And now the truck moved haltingly along the muddy lane, the side windows down for a clearer view. The boys were scouring the trees and earth for "sign"—ditch and creek crossings, bedding areas, and buck rubs made on tree trunks, where an animal had scraped its head and antlers to leave scent pheromones, release sexual tension, and mark its territory.
"A mature buck can move like a ghost," the father told his boys, hearing his own father's words come alive again. "If you don't know where to look, you will never see one."
"I see a ghost down there!" the nine-year-old said a few minutes later, and leaned across his brother to point deeper into the woods. His father slowed the truck to a halt, leaned into his son, and squinted. A wisp of smoke twisting up through the trees. "Somebody's campfire," he said.
"No it's not," the older boy told him. "There's something big down there."
"We'll have a look," his father said, and put the gearshift in Park. Immediately the older boy sprang his door open, and he and his brother piled out, both heading into the woods. "Hold it!" their father shouted. "You boys wait for me."
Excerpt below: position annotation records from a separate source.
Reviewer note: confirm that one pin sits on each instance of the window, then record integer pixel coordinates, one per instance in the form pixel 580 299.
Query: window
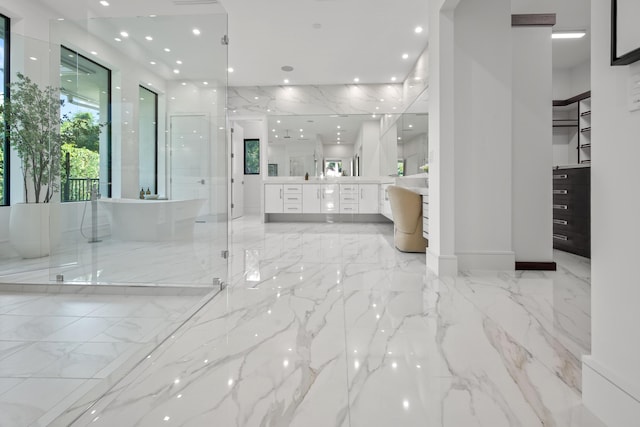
pixel 333 167
pixel 252 157
pixel 4 78
pixel 148 140
pixel 86 132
The oldest pulled up short, always obedient. But the youngest broke into a run. "I'm the spotter!"
His father called him back again but to no avail, and so jogged alongside his oldest son as they followed the youngest. Soon the object in the mist became visible. A hatchback burned black, tires melted, with a thick thread of dark smoke still wafting lazily into the treetops, a stink of burned metal and rubber and meat in the air.
The father had barely enough time to recognize a mounting dread in his bones when the youngest, who had rushed up to a blasted-out window, turned to him and cried, "Daddy!"
The father had never seen such a look on his son's face, the disbelief and horror. Afterward, for weeks and weeks of scream-shot nights, he prayed God would wash that look and the sights and scents that triggered it from all of their dreams forever.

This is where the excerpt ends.